According to “Trumponomics” co-author Art Laffer, the Fed should heed the advice of President Donald Trump and Wall Street and lower short-term interest rates.

“I do think it’s in the cards,” said Laffer, who served as an economic adviser for both Trump and Ronald Reagan who also is known for the “Laffer Curve,” a theory that says raising taxes beyond a certain point becomes counterproductive for raising tax revenues.

The bond market continues to signal a rate cut the further into the year we get, with nearly a 70% chance for a cut by the Fed’s December meeting. The Fed raised rates four times in 2018, helping cause a lot of stock market volatility in the fourth quarter.

The 10-year Treasury yield has dropped almost 10% since the beginning of the year, down to 2.43% Tuesday. In contrast, the S&P 500 has risen 13% in 2019, even under the threat of the U.S.-China trade war.

“The Fed has always followed interest rates (in the bond market) not led them,” Laffer said in an interview on CNBC’s “Squawk Box”. “I think the chance of a lowering is quite high.”

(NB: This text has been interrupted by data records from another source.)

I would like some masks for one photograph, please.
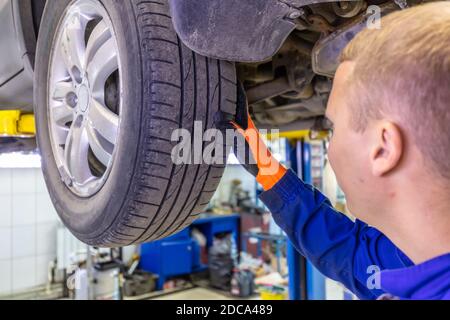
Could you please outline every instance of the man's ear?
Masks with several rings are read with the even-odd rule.
[[[396,124],[390,121],[378,123],[370,153],[372,174],[381,177],[394,170],[400,163],[403,146],[402,132]]]

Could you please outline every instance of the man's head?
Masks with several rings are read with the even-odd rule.
[[[342,54],[327,117],[330,162],[362,220],[376,225],[411,183],[450,190],[450,2],[359,33]]]

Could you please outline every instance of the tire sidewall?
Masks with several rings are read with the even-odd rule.
[[[35,69],[35,116],[42,169],[50,197],[64,224],[88,243],[108,231],[118,219],[132,185],[142,119],[142,73],[138,32],[128,1],[97,0],[113,23],[121,60],[122,106],[115,159],[102,189],[90,198],[80,198],[62,181],[53,155],[48,121],[49,57],[60,19],[72,0],[49,0],[42,19]]]

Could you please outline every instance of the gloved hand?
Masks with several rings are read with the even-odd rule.
[[[219,116],[220,117],[220,116]],[[234,120],[223,117],[218,127],[234,128],[245,142],[234,144],[234,153],[244,168],[256,177],[264,190],[270,190],[286,174],[286,168],[275,159],[264,143],[248,111],[244,88],[238,85],[237,111]],[[230,126],[231,125],[231,126]]]

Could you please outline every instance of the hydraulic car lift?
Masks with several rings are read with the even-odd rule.
[[[0,137],[33,138],[36,127],[33,114],[19,110],[0,111]]]

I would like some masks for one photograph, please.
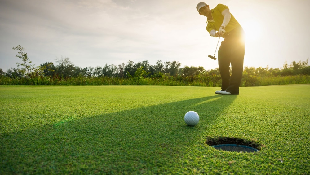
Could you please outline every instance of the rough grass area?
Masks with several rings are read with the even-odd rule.
[[[310,174],[310,85],[220,89],[0,86],[0,174]],[[225,138],[263,146],[207,143]]]

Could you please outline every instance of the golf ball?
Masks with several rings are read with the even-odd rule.
[[[188,126],[193,126],[199,122],[199,116],[195,111],[188,111],[185,114],[184,121]]]

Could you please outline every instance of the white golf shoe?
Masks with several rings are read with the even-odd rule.
[[[226,90],[224,90],[224,91],[220,91],[219,92],[219,93],[222,95],[231,95],[232,93],[230,93],[229,92],[227,92]]]
[[[224,91],[223,91],[223,90],[217,90],[215,91],[215,93],[216,94],[221,94],[221,92],[223,92]]]

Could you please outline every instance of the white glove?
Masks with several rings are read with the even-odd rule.
[[[222,35],[224,34],[226,32],[225,31],[225,27],[223,26],[221,26],[219,27],[219,32],[221,33]]]

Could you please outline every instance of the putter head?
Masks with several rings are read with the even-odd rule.
[[[216,58],[215,58],[215,57],[214,57],[213,56],[211,56],[211,55],[209,55],[208,56],[209,57],[209,58],[211,58],[211,59],[214,59],[214,60],[215,60],[215,59],[216,59]]]

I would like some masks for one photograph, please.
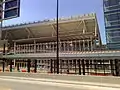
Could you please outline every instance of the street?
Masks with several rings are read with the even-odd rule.
[[[4,80],[0,82],[0,86],[8,88],[5,90],[85,90],[85,89],[75,89],[71,87],[51,86],[47,84],[40,85],[36,83],[31,84],[31,83],[21,83],[21,82],[4,81]]]
[[[119,88],[78,84],[73,81],[0,76],[0,90],[120,90]],[[2,88],[2,89],[1,89]],[[5,88],[5,89],[4,89]]]

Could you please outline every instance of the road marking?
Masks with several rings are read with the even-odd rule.
[[[11,82],[20,82],[20,83],[29,83],[29,84],[38,84],[38,85],[50,85],[50,86],[59,86],[59,87],[70,87],[77,89],[87,89],[87,90],[120,90],[120,88],[109,88],[109,87],[100,87],[100,86],[90,86],[90,85],[77,85],[77,84],[67,84],[67,83],[56,83],[56,82],[43,82],[43,81],[30,81],[30,80],[22,80],[22,79],[5,79],[0,78],[3,81],[11,81]]]

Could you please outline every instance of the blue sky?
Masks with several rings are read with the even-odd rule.
[[[103,43],[106,43],[103,0],[59,0],[59,16],[97,13]],[[21,0],[20,17],[4,22],[4,25],[38,21],[56,17],[56,0]]]

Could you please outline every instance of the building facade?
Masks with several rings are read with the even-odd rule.
[[[1,71],[120,76],[120,51],[103,51],[95,13],[59,18],[59,66],[55,19],[4,27],[2,39]]]
[[[120,49],[120,0],[103,0],[107,48]]]

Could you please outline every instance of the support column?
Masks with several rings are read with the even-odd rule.
[[[95,69],[95,74],[97,75],[97,61],[94,60],[94,69]]]
[[[81,41],[80,40],[79,40],[79,50],[82,51],[81,50]]]
[[[76,59],[75,59],[75,74],[77,74]]]
[[[37,73],[37,60],[34,61],[34,72]]]
[[[83,71],[83,75],[85,75],[85,62],[84,59],[82,60],[82,71]]]
[[[80,59],[78,60],[78,67],[79,67],[79,75],[81,75],[81,65],[80,65]]]
[[[85,40],[83,40],[83,51],[85,51]]]
[[[103,69],[104,69],[104,75],[106,74],[105,73],[105,60],[103,59]]]
[[[10,60],[10,72],[12,72],[12,60]]]
[[[91,45],[91,51],[93,51],[93,44],[92,44],[92,38],[91,38],[91,43],[90,43]]]
[[[54,60],[54,73],[56,73],[56,60]]]
[[[90,41],[88,40],[87,45],[88,45],[88,51],[90,51]]]
[[[67,60],[67,74],[69,74],[69,60]]]
[[[50,66],[51,66],[50,72],[53,73],[53,60],[52,59],[50,60]]]
[[[64,48],[63,51],[65,52],[65,42],[63,42],[63,48]]]
[[[111,74],[114,76],[114,64],[113,60],[110,60]]]
[[[115,59],[115,75],[119,76],[119,71],[118,71],[118,60]]]
[[[17,63],[17,71],[18,72],[20,71],[20,65],[19,65],[19,63]]]
[[[34,53],[36,53],[36,41],[34,40]]]
[[[27,71],[28,71],[28,73],[30,73],[30,63],[31,63],[31,61],[30,61],[30,59],[28,59],[27,60]]]

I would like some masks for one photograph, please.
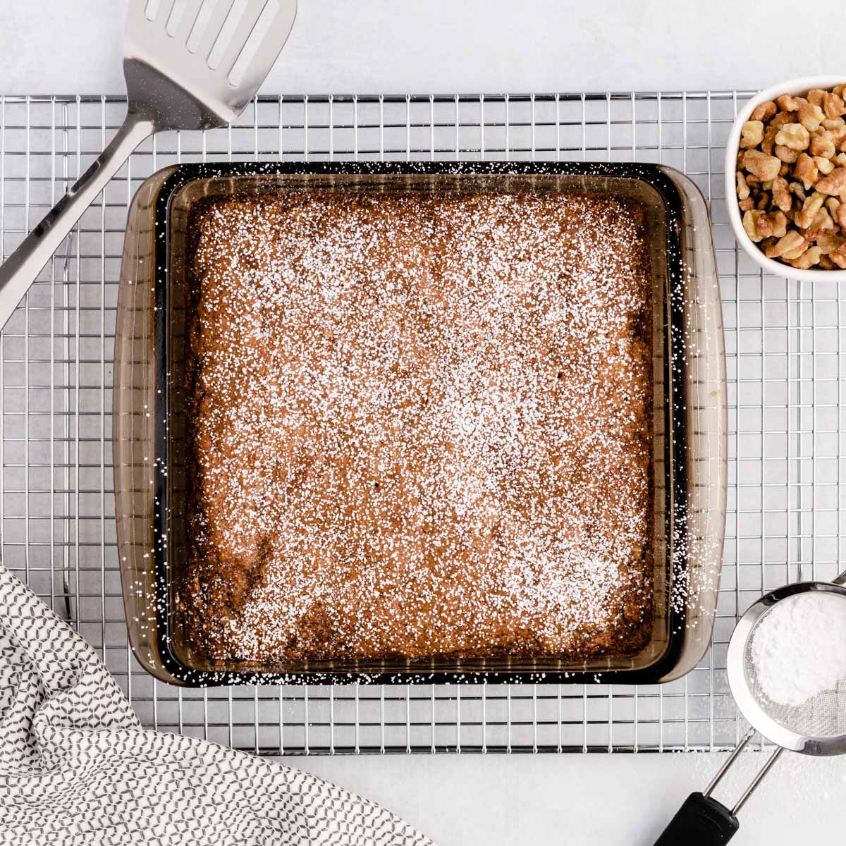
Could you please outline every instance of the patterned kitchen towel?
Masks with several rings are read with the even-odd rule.
[[[430,841],[305,772],[142,728],[91,647],[0,564],[0,843]]]

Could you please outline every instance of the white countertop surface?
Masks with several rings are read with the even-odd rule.
[[[0,93],[122,92],[124,5],[7,0],[0,5]],[[829,5],[818,18],[785,0],[300,0],[263,91],[750,89],[838,69],[846,78],[844,38],[846,7]],[[382,802],[442,846],[622,846],[652,843],[722,759],[462,755],[289,762]],[[732,801],[762,762],[759,754],[744,755],[722,798]],[[844,799],[846,759],[784,755],[744,809],[734,842],[840,842]]]

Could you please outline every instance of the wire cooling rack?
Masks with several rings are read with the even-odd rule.
[[[745,731],[726,678],[764,590],[838,571],[844,295],[738,250],[722,149],[751,92],[261,96],[237,125],[148,140],[0,337],[3,563],[102,656],[145,724],[266,754],[724,749]],[[0,96],[5,257],[105,146],[123,97]],[[711,205],[726,327],[728,520],[714,645],[663,686],[241,687],[155,682],[127,645],[115,544],[112,357],[129,202],[154,170],[229,159],[662,162]]]

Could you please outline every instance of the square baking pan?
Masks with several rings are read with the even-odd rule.
[[[195,204],[309,191],[611,194],[645,212],[653,283],[653,620],[634,656],[403,657],[216,664],[184,636],[178,601],[190,543],[184,278]],[[118,547],[129,640],[176,684],[654,684],[695,666],[711,640],[727,485],[725,356],[707,209],[662,165],[564,162],[183,164],[150,177],[129,212],[114,371]]]

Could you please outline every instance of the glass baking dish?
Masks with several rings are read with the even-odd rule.
[[[432,657],[212,664],[183,637],[176,591],[185,513],[186,304],[181,284],[194,203],[326,191],[610,193],[646,211],[653,270],[654,615],[632,656]],[[720,296],[707,209],[671,168],[616,163],[183,164],[150,177],[129,212],[114,370],[118,546],[129,640],[176,684],[552,682],[653,684],[684,675],[711,640],[725,527],[727,398]]]

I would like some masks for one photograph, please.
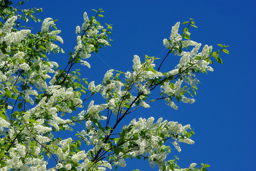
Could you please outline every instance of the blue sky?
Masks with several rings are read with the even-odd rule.
[[[190,124],[196,134],[192,137],[195,144],[181,143],[182,150],[179,153],[173,146],[168,159],[178,156],[178,164],[182,168],[188,167],[194,162],[199,167],[204,163],[211,165],[209,171],[246,170],[254,168],[252,164],[256,154],[255,58],[253,51],[255,5],[253,1],[47,0],[29,1],[22,7],[41,7],[43,12],[37,16],[42,21],[48,17],[59,20],[56,26],[62,30],[59,35],[64,42],[60,45],[65,53],[48,57],[50,60],[63,65],[76,45],[75,27],[82,23],[84,12],[87,12],[90,18],[95,14],[91,9],[103,9],[105,17],[99,21],[102,25],[104,23],[113,24],[112,47],[100,49],[98,54],[92,55],[88,61],[90,69],[76,66],[83,71],[82,76],[88,78],[88,82],[95,80],[96,84],[110,69],[124,72],[131,70],[134,55],[142,59],[145,55],[163,59],[167,50],[164,50],[163,40],[169,37],[172,26],[177,22],[188,21],[190,18],[194,19],[198,28],[190,29],[191,40],[202,45],[212,45],[215,51],[220,49],[217,44],[230,46],[227,49],[229,55],[220,54],[224,64],[213,60],[214,71],[198,75],[201,84],[194,103],[180,102],[176,111],[163,101],[152,103],[150,109],[140,109],[131,113],[121,123],[128,124],[133,118],[140,117],[153,117],[157,120],[160,116],[183,125]],[[26,26],[33,27],[32,32],[35,33],[40,30],[41,24],[30,22]],[[173,69],[178,58],[170,56],[162,71]],[[161,61],[159,60],[155,61],[157,66]],[[157,91],[156,94],[160,92]],[[93,100],[95,104],[104,103],[100,98]],[[87,105],[84,104],[85,109]],[[84,125],[80,126],[83,129]],[[119,170],[158,170],[156,166],[152,169],[142,159],[126,161],[127,167]]]

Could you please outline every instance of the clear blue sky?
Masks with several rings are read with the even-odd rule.
[[[152,103],[150,109],[132,113],[121,124],[127,125],[133,118],[153,117],[157,120],[160,116],[182,125],[190,124],[196,134],[192,137],[195,144],[181,143],[179,153],[173,146],[168,157],[172,159],[174,155],[178,156],[178,165],[182,168],[188,167],[194,162],[198,167],[201,163],[208,163],[211,165],[209,171],[255,169],[256,71],[253,40],[256,3],[254,1],[29,1],[22,7],[42,7],[43,12],[37,16],[42,21],[48,17],[59,20],[56,26],[61,30],[59,35],[64,42],[60,45],[66,53],[48,57],[63,65],[76,45],[75,27],[82,23],[84,12],[87,12],[90,18],[95,14],[90,9],[103,9],[105,17],[99,21],[102,25],[113,24],[112,46],[92,55],[88,60],[90,69],[76,66],[83,71],[82,76],[89,79],[88,82],[94,80],[96,84],[110,69],[124,72],[131,70],[134,55],[163,59],[167,53],[166,50],[163,51],[163,40],[169,37],[171,26],[178,21],[194,19],[198,28],[190,29],[191,40],[203,45],[212,45],[214,51],[219,49],[217,44],[230,46],[227,49],[230,54],[220,54],[224,64],[213,60],[214,71],[198,75],[201,84],[194,103],[180,102],[177,111],[163,101]],[[41,24],[29,22],[26,26],[34,27],[32,32],[35,33]],[[177,56],[170,56],[163,66],[167,71],[179,61]],[[156,61],[157,65],[160,62]],[[95,104],[104,103],[96,98],[93,100]],[[87,105],[84,104],[85,109]],[[84,129],[84,124],[80,126]],[[154,169],[150,167],[146,161],[129,159],[126,161],[127,167],[119,167],[119,170],[158,170],[156,166]]]

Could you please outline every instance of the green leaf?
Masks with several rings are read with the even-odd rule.
[[[182,44],[180,44],[179,46],[179,53],[180,54],[182,52]]]
[[[177,101],[179,102],[180,100],[180,96],[175,96],[176,98],[176,99],[177,100]]]
[[[181,134],[183,136],[185,136],[185,135],[187,134],[187,131],[183,131],[181,133]]]
[[[11,83],[6,82],[6,83],[4,83],[4,84],[5,84],[7,86],[9,87],[9,86],[10,86],[10,85],[12,84],[12,83]]]
[[[27,122],[29,120],[29,119],[27,117],[26,117],[25,116],[23,116],[22,117],[23,118],[23,119],[24,119],[24,120],[25,120],[25,121],[26,121]]]
[[[195,28],[198,28],[196,26],[195,26],[195,25],[190,25],[190,26],[192,26],[192,27],[195,27]]]
[[[6,93],[6,95],[7,95],[7,96],[9,97],[12,97],[12,93],[10,90],[5,90],[4,91],[5,91],[5,93]]]
[[[192,90],[193,90],[193,92],[194,93],[194,94],[196,95],[196,91],[195,91],[193,89],[192,89]]]
[[[171,82],[170,83],[170,87],[171,87],[171,88],[173,90],[173,89],[174,88],[174,84],[173,84],[173,83]]]
[[[181,73],[181,72],[182,71],[182,68],[180,68],[179,69],[179,70],[178,72],[179,72],[179,73]]]
[[[120,152],[124,154],[126,154],[125,151],[124,151],[124,149],[123,149],[122,148],[119,148],[119,151],[120,151]]]
[[[119,154],[119,153],[120,152],[120,150],[119,148],[117,147],[116,147],[114,149],[114,152],[116,155],[118,155]]]
[[[188,21],[185,21],[185,22],[183,22],[183,23],[182,24],[186,24],[187,23],[189,23]]]
[[[159,142],[157,142],[157,144],[158,144],[158,145],[159,145],[159,146],[162,147],[162,146],[163,145],[163,141],[159,141]]]
[[[97,22],[97,21],[95,19],[93,19],[92,21],[93,23],[96,23]]]
[[[19,104],[18,104],[18,109],[21,109],[22,107],[22,106],[23,106],[23,103],[22,102],[20,103]]]
[[[190,33],[188,32],[184,32],[184,33],[186,34],[188,34],[188,35],[190,35],[191,34]]]
[[[38,123],[37,121],[33,119],[30,119],[29,121],[31,123]]]
[[[0,117],[1,117],[4,120],[5,120],[5,119],[6,119],[6,117],[5,117],[5,116],[2,113],[0,114]]]
[[[130,106],[130,105],[129,104],[127,104],[127,103],[126,103],[124,104],[124,105],[127,107],[127,108],[129,108],[129,109],[131,109],[131,106]]]
[[[186,39],[188,39],[189,40],[190,39],[190,37],[189,37],[189,35],[184,34],[183,34],[183,37]]]
[[[164,134],[162,133],[161,133],[158,135],[160,137],[161,137],[163,139],[164,139]]]
[[[221,44],[217,44],[217,45],[219,46],[220,46],[220,47],[221,47],[222,48],[223,47],[223,45],[222,45]]]
[[[90,156],[91,157],[93,157],[93,152],[91,150],[90,150],[89,151],[89,156]]]
[[[25,60],[25,59],[21,59],[20,60],[20,61],[19,61],[19,62],[20,63],[24,63],[26,62],[26,61]]]
[[[13,91],[15,93],[18,93],[18,90],[17,90],[17,89],[13,86],[12,87],[12,88],[13,88]]]
[[[46,49],[43,46],[39,46],[39,47],[40,47],[40,48],[42,48],[42,49],[43,49],[45,51],[46,50]]]
[[[228,53],[228,51],[227,49],[223,49],[222,50],[222,51],[226,54],[229,54]]]

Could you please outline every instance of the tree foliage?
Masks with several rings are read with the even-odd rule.
[[[187,97],[196,96],[199,83],[197,74],[213,71],[209,66],[213,58],[222,64],[219,53],[228,54],[225,48],[228,46],[218,44],[221,48],[213,51],[211,46],[206,45],[199,52],[201,44],[190,40],[189,29],[197,27],[191,18],[182,23],[186,26],[181,35],[178,22],[170,38],[163,40],[167,53],[163,59],[146,55],[141,60],[135,55],[130,71],[110,70],[96,85],[94,81],[88,84],[81,78],[80,69],[74,67],[80,64],[90,68],[86,59],[110,46],[111,25],[104,27],[97,20],[104,16],[102,9],[93,10],[96,14],[90,19],[84,14],[84,22],[76,28],[77,46],[68,54],[64,68],[47,58],[50,53],[64,53],[55,44],[63,43],[57,35],[60,31],[57,20],[45,19],[41,30],[33,34],[20,26],[19,20],[40,21],[34,13],[41,8],[18,10],[22,1],[15,6],[8,0],[1,3],[0,14],[4,21],[0,22],[0,170],[116,169],[125,166],[125,159],[136,157],[148,160],[160,170],[207,170],[207,164],[197,168],[192,163],[182,169],[177,156],[166,159],[170,146],[180,151],[179,142],[194,143],[191,138],[194,133],[189,125],[162,118],[154,122],[152,117],[134,119],[120,130],[116,128],[127,115],[139,108],[149,107],[156,101],[165,101],[175,109],[176,102],[193,103],[193,98]],[[189,46],[193,47],[190,52],[186,51]],[[179,63],[173,69],[160,72],[171,54],[180,57]],[[154,64],[155,60],[162,60],[159,66]],[[156,87],[160,89],[160,96],[154,97],[150,93]],[[83,106],[83,102],[97,94],[105,103],[95,104],[91,101],[88,106]],[[87,109],[78,113],[77,108]],[[74,116],[70,116],[71,113]],[[57,133],[73,131],[75,124],[81,123],[86,130],[76,130],[67,139]],[[50,161],[55,167],[48,167]]]

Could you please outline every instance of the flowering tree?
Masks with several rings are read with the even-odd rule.
[[[14,7],[8,0],[1,3],[4,22],[0,23],[0,170],[104,170],[125,167],[126,159],[136,157],[147,160],[152,167],[157,165],[160,170],[207,170],[207,164],[197,168],[192,163],[182,169],[177,157],[166,160],[170,146],[180,151],[179,142],[194,143],[189,125],[161,118],[154,122],[151,117],[133,119],[121,130],[116,128],[127,115],[139,108],[149,107],[156,101],[164,100],[176,110],[174,102],[193,103],[193,98],[187,97],[193,97],[191,92],[196,95],[199,83],[196,75],[213,70],[209,66],[213,58],[222,63],[219,53],[228,53],[224,48],[228,46],[219,44],[219,50],[213,52],[211,46],[205,45],[199,52],[201,44],[191,40],[188,32],[189,28],[197,27],[193,20],[182,23],[187,26],[181,34],[178,22],[172,27],[169,39],[163,40],[167,49],[163,59],[146,55],[141,60],[135,55],[130,71],[110,70],[102,83],[95,85],[94,81],[88,84],[79,78],[79,70],[74,68],[79,63],[90,68],[85,60],[102,46],[110,45],[108,35],[111,25],[104,28],[96,20],[103,17],[101,9],[93,10],[96,14],[90,19],[84,14],[84,22],[76,28],[77,45],[68,54],[63,68],[47,56],[51,51],[64,53],[54,43],[63,42],[57,35],[60,31],[56,21],[45,19],[41,31],[35,34],[26,28],[18,30],[15,28],[19,28],[18,19],[40,21],[34,13],[42,9],[18,10],[22,1]],[[189,46],[193,50],[186,51]],[[160,72],[162,64],[172,54],[180,57],[179,63],[174,69]],[[155,59],[162,60],[160,66],[156,67]],[[160,96],[153,97],[150,93],[159,91],[157,88]],[[137,92],[132,92],[132,89]],[[83,102],[99,93],[105,103],[96,104],[92,101],[88,107],[83,106]],[[87,109],[74,112],[82,107]],[[74,116],[70,116],[71,113]],[[86,130],[76,130],[65,139],[57,133],[73,131],[77,123],[85,124]],[[47,167],[50,161],[55,163],[53,168]]]

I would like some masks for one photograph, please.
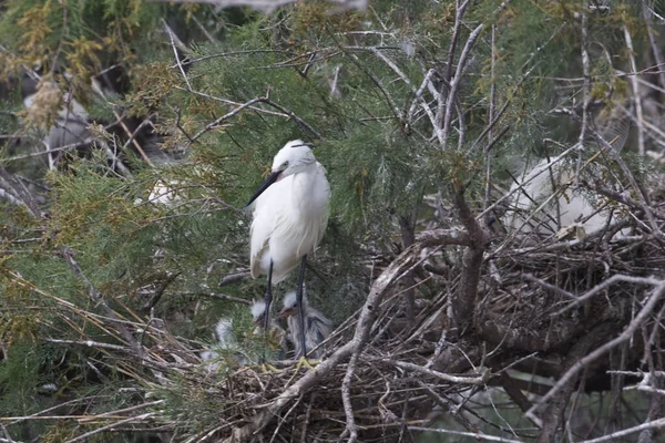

Laffer, who co-wrote “Trumponomics: Inside the America First Plan to Revive Our Economy” along with economist Stephen Moore, who was forced to withdraw from Fed board consideration this month, said the central bank should worry less about low inflation by allowing the economy to continue growing unfettered.

“You can have a very strong economy with low interest rates,” Laffer said.

The Fed’s dual mandates are to control inflation and maximize employment, and the central bank uses higher interest rates to prevent the economy from overheating.

However, as Laffer notes, “inflation is not a simple thing to understand,” saying he was “totally wrong” when he predicted inflation would rise due to the Fed’s prolonged easy money policies and QE used to boost the economy out of the Great Recession about a decade ago.